Strange things are afoot at the Circle-K. Rotten Tomatoes, a site that aggregates movie reviews to produce an overall “fresh” or “rotten” grade, has come under fire this week after it’s handling of Justice League‘s reviews. The site withheld their score for a late unveiling on their low-rated online videocast and some contend it was to cover for bad reviews. Others theorize it was done to take advantage of people’s interest in the movie’s reception.
But now Mark Hughes, a screenwriter and contributor to Forbes, Huffington Post, and Slate is confirming Rotten Tomatoes have posted reviews without the writers’ knowledge and that if reviews have no clear positive or negative slant, will automatically be given a “rotten” designation. Hughes states he isn’t sure if this has ever resulted in a rating contrary to the reviewer’s intent but the “potential obviously exists.”
“If you’re a reviewer who has written mixed reviews of a film, especially a major release, then you should check to confirm whether or not a review was uploaded on your behalf , and make sure the fresh/rotten rating accurately reflects your intent and opinions.” Hughes states.
UPDATE: Read this truly fascinating thread on this topic.
UPDATE 2: Russell Berger breaks it down further.

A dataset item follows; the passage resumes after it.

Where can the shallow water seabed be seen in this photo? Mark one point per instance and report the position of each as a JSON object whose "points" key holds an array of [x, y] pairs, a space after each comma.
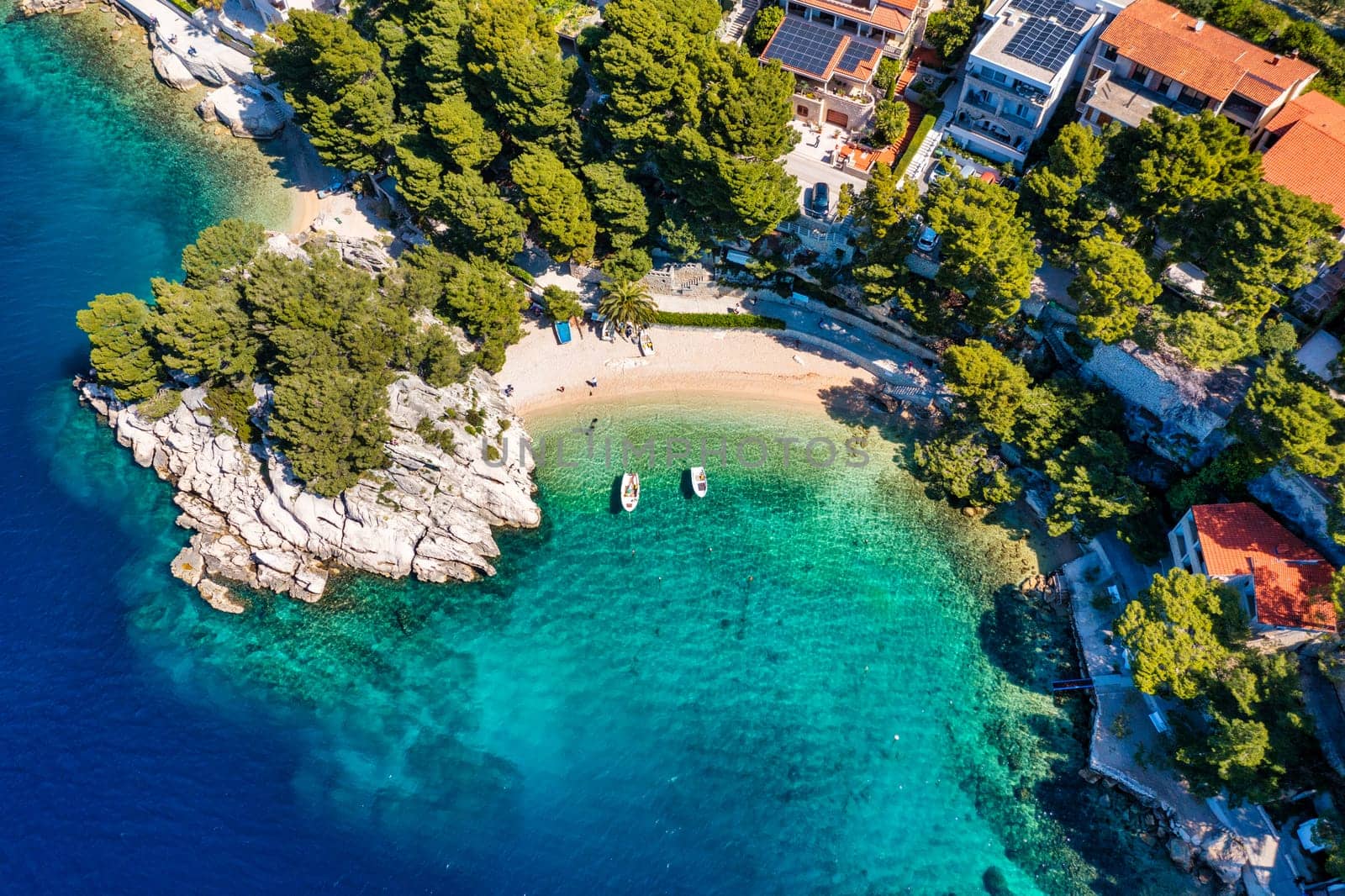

The Growing Influence of Rotten Tomatoes Isn’t a Good Thing
I remember the days before the 24 hour news cycle and the internet when the only review one had access to was the one in their local newspaper or Siskel and Ebert on PBS (if your town had a PBS affiliate.) We’d go see movies based almost entirely on the film’s ad campaign or it’s genre. We either liked it or we didn’t and didn’t give a whit what a reviewer hundreds, even thousands of miles away, thought. Even after aggregate sites came into existence, most paid them no mind. Go ahead, take the Rotten Tomatoes test. Think of some your most beloved films from at least a decade ago and check their RT score. Practical Magic, the Sandra Bullock witchy dramedy, was quite the enjoyable film when my wife and I saw it on date night back in 1998. It’s score? 20% Rotten. Watching 50 First Dates, the Adam Sandler/Drew Barrymore romantic comedy, has somehow become a holiday tradition in my home. My daughter loves it! Rotten Tomatoes says 44% Rotten. Tombstone, the absolutely awesome 1993 Kurt Russel/Val Kilmer western flick sits at a surprisingly low 73% Fresh.
Some contend Rotten Tomatoes performs a valuable service in a time where people are flooded with entertainment options. Moviegoers, according to an article in the LA Times, use Rotten Tomatoes to pick films in the the same way they check Yelp to determine what restaurants they visit.
“When you have that currency that says you have 100 people that agree the movie is great or horrible, you don’t need more information than that,” said Rob Moore, former vice chairman at Paramount Pictures. “That’s how they’re picking restaurants and that’s how they’re picking movies.”
But Yelp’s reviews are written by average people, not paid critics. A better use of RT would be the Audience Score. If that was the determining factor, my 20% rotten Practical Magic example would be 73% fresh. 50 First Dates would have a respectable 65% rating and Tombstone would be a home run with a 94% fresh rating.
But it’s the paid reviewers who people, and movie studios, have come to rely on.
Here’s some advice: Paid reviewers’ opinions are no more valid than yours are. Paid critics taste in films is no more superior than your friends’. Paid critics don’t necessarily understand the appeal of certain types of movies to certain types of fans. So follow the Rotten Tomatoes audience score more closely than the critics score. Alternately, get your fix for critical reviews from sites that are dedicated to the type of movie you’re interested in seeing – horror, science fiction, etc.
There’s a solid argument to be made that aggregation sites like Rotten Tomatoes and Metacritic have had a negative effect on film criticism. By logging each review as a simple up-or-down vote, Rotten Tomatoes “fresh” rating obliterates the nuances of a thoughtful piece of criticism, and its elevation of an aggregate score over individual voices camouflages and institutionalizes the biases of an industry dominated by white male critics. ~SLATE Magazine.